A Study of Autoregressive Decoders for Multi-Tasking in Computer Vision
This provides insights into multi-task learning trade-offs for computer vision researchers, but it is incremental as it builds on existing autoregressive decoder systems.
The study investigated the design decisions and trade-offs of using autoregressive decoders for multi-tasking in computer vision, finding that a small decoder on a frozen pretrained encoder (LiT-decoder) works surprisingly well across tasks like classification and captioning.
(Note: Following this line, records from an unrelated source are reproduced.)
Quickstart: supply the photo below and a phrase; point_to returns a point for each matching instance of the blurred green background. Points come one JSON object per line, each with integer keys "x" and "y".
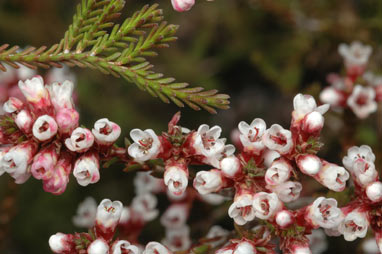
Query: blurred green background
{"x": 260, "y": 52}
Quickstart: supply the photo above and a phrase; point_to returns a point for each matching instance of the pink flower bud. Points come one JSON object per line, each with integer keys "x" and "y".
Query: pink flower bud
{"x": 44, "y": 128}
{"x": 80, "y": 140}
{"x": 44, "y": 163}
{"x": 13, "y": 105}
{"x": 24, "y": 121}
{"x": 98, "y": 246}
{"x": 67, "y": 120}
{"x": 176, "y": 178}
{"x": 230, "y": 167}
{"x": 61, "y": 243}
{"x": 278, "y": 173}
{"x": 207, "y": 182}
{"x": 107, "y": 218}
{"x": 309, "y": 164}
{"x": 175, "y": 216}
{"x": 61, "y": 94}
{"x": 182, "y": 5}
{"x": 106, "y": 132}
{"x": 374, "y": 192}
{"x": 284, "y": 218}
{"x": 313, "y": 122}
{"x": 86, "y": 169}
{"x": 156, "y": 248}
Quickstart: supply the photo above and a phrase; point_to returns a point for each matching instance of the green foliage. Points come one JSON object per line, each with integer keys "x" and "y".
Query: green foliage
{"x": 93, "y": 40}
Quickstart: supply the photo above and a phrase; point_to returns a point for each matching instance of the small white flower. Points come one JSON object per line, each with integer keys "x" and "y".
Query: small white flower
{"x": 86, "y": 213}
{"x": 175, "y": 216}
{"x": 145, "y": 205}
{"x": 60, "y": 243}
{"x": 309, "y": 164}
{"x": 333, "y": 177}
{"x": 80, "y": 140}
{"x": 362, "y": 102}
{"x": 207, "y": 142}
{"x": 108, "y": 214}
{"x": 266, "y": 205}
{"x": 278, "y": 139}
{"x": 44, "y": 128}
{"x": 182, "y": 5}
{"x": 61, "y": 94}
{"x": 156, "y": 248}
{"x": 304, "y": 104}
{"x": 176, "y": 179}
{"x": 278, "y": 173}
{"x": 242, "y": 209}
{"x": 123, "y": 246}
{"x": 86, "y": 169}
{"x": 354, "y": 225}
{"x": 106, "y": 132}
{"x": 98, "y": 246}
{"x": 207, "y": 182}
{"x": 355, "y": 54}
{"x": 250, "y": 135}
{"x": 374, "y": 192}
{"x": 325, "y": 213}
{"x": 146, "y": 145}
{"x": 178, "y": 238}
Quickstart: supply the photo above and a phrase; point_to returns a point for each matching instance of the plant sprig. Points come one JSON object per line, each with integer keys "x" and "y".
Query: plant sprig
{"x": 94, "y": 41}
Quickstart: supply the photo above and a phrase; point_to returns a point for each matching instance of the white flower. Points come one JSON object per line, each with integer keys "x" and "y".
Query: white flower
{"x": 354, "y": 225}
{"x": 230, "y": 166}
{"x": 176, "y": 179}
{"x": 317, "y": 241}
{"x": 156, "y": 248}
{"x": 333, "y": 177}
{"x": 250, "y": 135}
{"x": 278, "y": 173}
{"x": 146, "y": 145}
{"x": 304, "y": 104}
{"x": 145, "y": 204}
{"x": 86, "y": 213}
{"x": 61, "y": 94}
{"x": 98, "y": 246}
{"x": 207, "y": 182}
{"x": 325, "y": 213}
{"x": 178, "y": 238}
{"x": 278, "y": 139}
{"x": 60, "y": 243}
{"x": 266, "y": 205}
{"x": 175, "y": 216}
{"x": 362, "y": 102}
{"x": 245, "y": 247}
{"x": 108, "y": 214}
{"x": 287, "y": 191}
{"x": 123, "y": 246}
{"x": 355, "y": 54}
{"x": 33, "y": 89}
{"x": 309, "y": 164}
{"x": 242, "y": 209}
{"x": 182, "y": 5}
{"x": 86, "y": 169}
{"x": 144, "y": 182}
{"x": 106, "y": 132}
{"x": 284, "y": 218}
{"x": 44, "y": 128}
{"x": 374, "y": 192}
{"x": 80, "y": 140}
{"x": 207, "y": 142}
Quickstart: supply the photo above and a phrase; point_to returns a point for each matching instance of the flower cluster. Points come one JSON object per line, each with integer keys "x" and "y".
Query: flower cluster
{"x": 40, "y": 136}
{"x": 105, "y": 219}
{"x": 348, "y": 91}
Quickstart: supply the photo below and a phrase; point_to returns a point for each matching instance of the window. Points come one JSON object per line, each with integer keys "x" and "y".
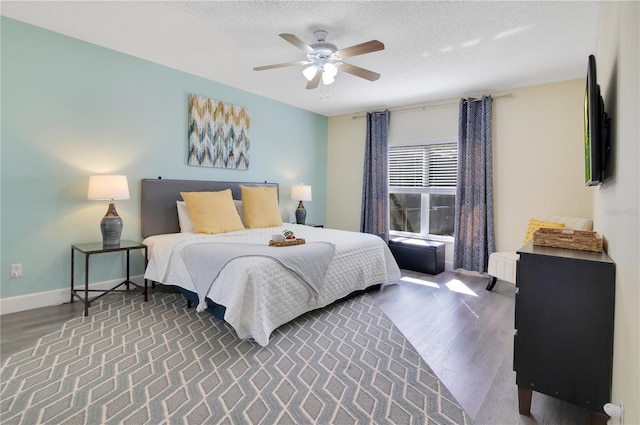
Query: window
{"x": 422, "y": 188}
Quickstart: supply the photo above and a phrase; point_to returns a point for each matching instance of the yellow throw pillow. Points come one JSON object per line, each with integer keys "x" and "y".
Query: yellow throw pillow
{"x": 536, "y": 224}
{"x": 212, "y": 212}
{"x": 260, "y": 206}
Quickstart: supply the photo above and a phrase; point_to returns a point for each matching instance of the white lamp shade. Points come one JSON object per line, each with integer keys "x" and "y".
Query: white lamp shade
{"x": 108, "y": 187}
{"x": 301, "y": 192}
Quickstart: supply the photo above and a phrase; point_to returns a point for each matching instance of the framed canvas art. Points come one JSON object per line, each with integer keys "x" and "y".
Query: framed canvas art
{"x": 218, "y": 134}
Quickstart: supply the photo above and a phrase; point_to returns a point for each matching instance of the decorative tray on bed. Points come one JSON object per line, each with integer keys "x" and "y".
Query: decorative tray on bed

There has been a recent explosion of computer vision models which perform many tasks and are composed of an image encoder (usually a ViT) and an autoregressive decoder (usually a Transformer). However, most of this work simply presents one system and its results, leaving many questions regarding design decisions and trade-offs of such systems unanswered. In this work, we aim to provide such answers. We take a close look at autoregressive decoders for multi-task learning in multimodal computer vision, including classification, captioning, visual question answering, and optical character recognition. Through extensive systematic experiments, we study the effects of task and data mixture, training and regularization hyperparameters, conditioning type and specificity, modality combination, and more. Importantly, we compare these to well-tuned single-task baselines to highlight the cost incurred by multi-tasking. A key finding is that a small decoder learned on top of a frozen pretrained encoder works surprisingly well. We call this setup locked-image tuning with decoder (LiT-decoder). It can be seen as teaching a decoder to interact with a pretrained vision model via natural language.